Lady Laura Buchan started a school for girls in Castletown in 1875 because she could. Her father, Colonel Mark Wilks, had spent his career in the East India Company and ended it as governor of St Helena during Napoleon's exile - a man who knew what it cost to keep an empire educated. The High School for Girls, as Lady Laura first called it, opened at a moment when the Victorian campaign to educate young women was finally translating itself into bricks and timetables across the British Isles. A century and a half later her school still exists, renamed for her, on the same small island, attached now to a boys' college that took longer than her own to learn that girls might profit from school as easily as boys.

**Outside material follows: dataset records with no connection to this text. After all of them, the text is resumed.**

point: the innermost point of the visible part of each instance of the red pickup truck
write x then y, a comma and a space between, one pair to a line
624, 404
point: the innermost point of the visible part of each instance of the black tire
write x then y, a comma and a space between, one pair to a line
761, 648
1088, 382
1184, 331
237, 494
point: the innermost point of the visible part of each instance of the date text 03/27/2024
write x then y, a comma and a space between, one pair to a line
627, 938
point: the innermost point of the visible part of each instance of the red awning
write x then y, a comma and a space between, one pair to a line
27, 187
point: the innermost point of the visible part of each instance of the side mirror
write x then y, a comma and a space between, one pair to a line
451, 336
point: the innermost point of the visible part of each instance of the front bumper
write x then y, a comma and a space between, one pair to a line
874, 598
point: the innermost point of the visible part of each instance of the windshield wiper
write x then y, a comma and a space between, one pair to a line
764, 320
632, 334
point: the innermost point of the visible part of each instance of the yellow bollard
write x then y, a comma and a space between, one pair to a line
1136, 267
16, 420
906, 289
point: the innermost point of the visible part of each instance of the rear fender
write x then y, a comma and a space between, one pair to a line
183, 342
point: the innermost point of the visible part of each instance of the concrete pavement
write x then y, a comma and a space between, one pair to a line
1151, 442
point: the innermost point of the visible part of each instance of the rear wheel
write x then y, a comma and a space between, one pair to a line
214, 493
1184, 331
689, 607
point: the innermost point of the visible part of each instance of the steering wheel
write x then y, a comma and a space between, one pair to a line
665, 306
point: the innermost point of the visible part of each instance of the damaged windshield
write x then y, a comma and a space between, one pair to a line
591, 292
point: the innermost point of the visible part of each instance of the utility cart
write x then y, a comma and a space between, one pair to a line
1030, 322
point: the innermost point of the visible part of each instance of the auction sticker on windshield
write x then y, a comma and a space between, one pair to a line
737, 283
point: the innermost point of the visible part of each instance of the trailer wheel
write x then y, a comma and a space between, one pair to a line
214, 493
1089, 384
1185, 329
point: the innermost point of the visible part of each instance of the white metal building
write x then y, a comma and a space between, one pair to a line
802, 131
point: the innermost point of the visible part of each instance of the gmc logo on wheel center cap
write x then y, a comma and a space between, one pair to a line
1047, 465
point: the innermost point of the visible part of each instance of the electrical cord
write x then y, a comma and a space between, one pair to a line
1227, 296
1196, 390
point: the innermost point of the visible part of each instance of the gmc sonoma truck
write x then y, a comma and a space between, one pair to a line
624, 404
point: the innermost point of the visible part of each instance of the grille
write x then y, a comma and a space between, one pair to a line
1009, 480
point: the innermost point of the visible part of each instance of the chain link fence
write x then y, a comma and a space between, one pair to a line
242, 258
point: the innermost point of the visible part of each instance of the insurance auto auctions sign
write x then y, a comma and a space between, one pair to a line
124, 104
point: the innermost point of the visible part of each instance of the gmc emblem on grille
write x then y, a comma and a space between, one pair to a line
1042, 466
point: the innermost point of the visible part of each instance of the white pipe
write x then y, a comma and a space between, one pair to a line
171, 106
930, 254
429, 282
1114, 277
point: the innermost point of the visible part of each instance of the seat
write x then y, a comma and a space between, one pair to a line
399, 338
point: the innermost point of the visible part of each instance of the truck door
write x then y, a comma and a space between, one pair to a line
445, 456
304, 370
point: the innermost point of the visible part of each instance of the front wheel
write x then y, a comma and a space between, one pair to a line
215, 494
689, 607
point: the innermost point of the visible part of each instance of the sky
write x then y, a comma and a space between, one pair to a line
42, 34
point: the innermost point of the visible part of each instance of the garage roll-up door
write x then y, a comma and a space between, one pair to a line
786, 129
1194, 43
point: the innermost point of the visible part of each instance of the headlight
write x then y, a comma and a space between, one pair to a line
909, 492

Castletown in 1875 was still the old capital of the Isle of Man, even though the political weight had been shifting steadily north to Douglas for years. King William's College, the boys' boarding school for sons of the Manx and English gentry, had been operating just outside the town since 1833. A school for the gentry's daughters, by contrast, did not yet exist. Lady Laura - daughter of Colonel Mark Wilks, married into the Buchan family - established her school on Douglas Road, on the Castletown promenade, with a curriculum modelled on the better English girls' schools of the period. The original name, The High School for Girls, signalled the seriousness of the intention: not a finishing school, not an accomplishment factory, but a high school in the proper sense, with academic ambition for its pupils.
The school outgrew its first premises almost immediately and moved to a Victorian house called Westhill on Arbory Road, about a mile inland. As enrolment kept rising, the senior department - girls aged 11 to 18 - was eventually relocated again, this time to three terraced houses on Bowling Green Road, which had been Lady Laura's own house. The junior school and the boarders stayed at Westhill. The arrangement produced one of those daily Victorian rituals that survive in school histories: the older girls walked across Castletown between the two campuses, and walked further along the promenade to King William's College for swimming lessons in the boys' pool. The geography of a small Manx capital, in other words, became part of the timetable.
The Buchan was reorganised around four houses, each named for one of the Norse-Gaelic kings who had ruled the Isle of Man between the 11th and 13th centuries: Magnus in green, Olaf in red, Lagman in blue, Godred in yellow. In the 1970s, when the boarding side of the school still operated, two further houses were added for the boarders - Ivar in gold and Somerled in purple - and discontinued when the boarding closed in 1999. The names matter on this island. Magnus, Olaf, Godred and Lagman are not abstract historical figures here but the actual founders and rulers of the medieval Manx kingdom, buried in places like Rushen Abbey just up the road. The school motto is Fortior Qui Melior - The Braver The Better - and the Buchan Badge, modelled on the Duke of Edinburgh Award Scheme, asks each pupil in Prep years 3 to 6 to complete sections in physical activity, country or field craft, and service. The Victorian intention - serious education for girls - finds itself still legible in the modern syllabus.
In 1991, after more than a century as an independent girls' school, The Buchan merged with King William's College and became its co-educational prep school. The merger reflected the realities of running independent education on a small island - keeping two parallel institutions for the same Manx and English families had become harder to justify - and reflected, too, the cultural shift that had finally caught up to Lady Laura's original ambition. Boys now learn at The Buchan alongside girls. The school today has approximately 250 pupils aged 3 to 11. It remains the only independent primary school on the Isle of Man. The boarding house that operated for over a century closed in 1999.
Two former pupils stand out as far as the school's published record allows. Jennifer Kewley Draskau, a historian, linguist and political candidate, did important work on Manx Gaelic and the broader history of the Isle of Man - the kind of scholarship that keeps a small national culture alive when the people writing it down come from inside it. Amina J. Mohammed, a Nigerian diplomat and politician, attended The Buchan in her youth and went on to become Minister of Environment of Nigeria, and from 2017 Deputy Secretary-General of the United Nations - the second-highest position in the UN system. A girls' school in a Manx market town that produced a UN Deputy Secretary-General is a useful corrective to anyone tempted to underestimate the scale of what Victorian education for women was always trying to do. Lady Laura would have been pleased.
The Buchan School sits at 54.074N, 4.663W on Arbory Road in Castletown, on the south coast of the Isle of Man. From the air, look for the Victorian Westhill house just inland from the Castletown promenade, with King William's College a short distance to the east. The Castletown harbour and the medieval Castle Rushen are clearly visible to the southwest. Cruising altitude 2,000-3,000 ft gives a good view of the whole town and its position relative to Isle of Man Airport. Nearest airport: Isle of Man Airport (Ronaldsway, EGNS) approximately 1.5 nm northeast.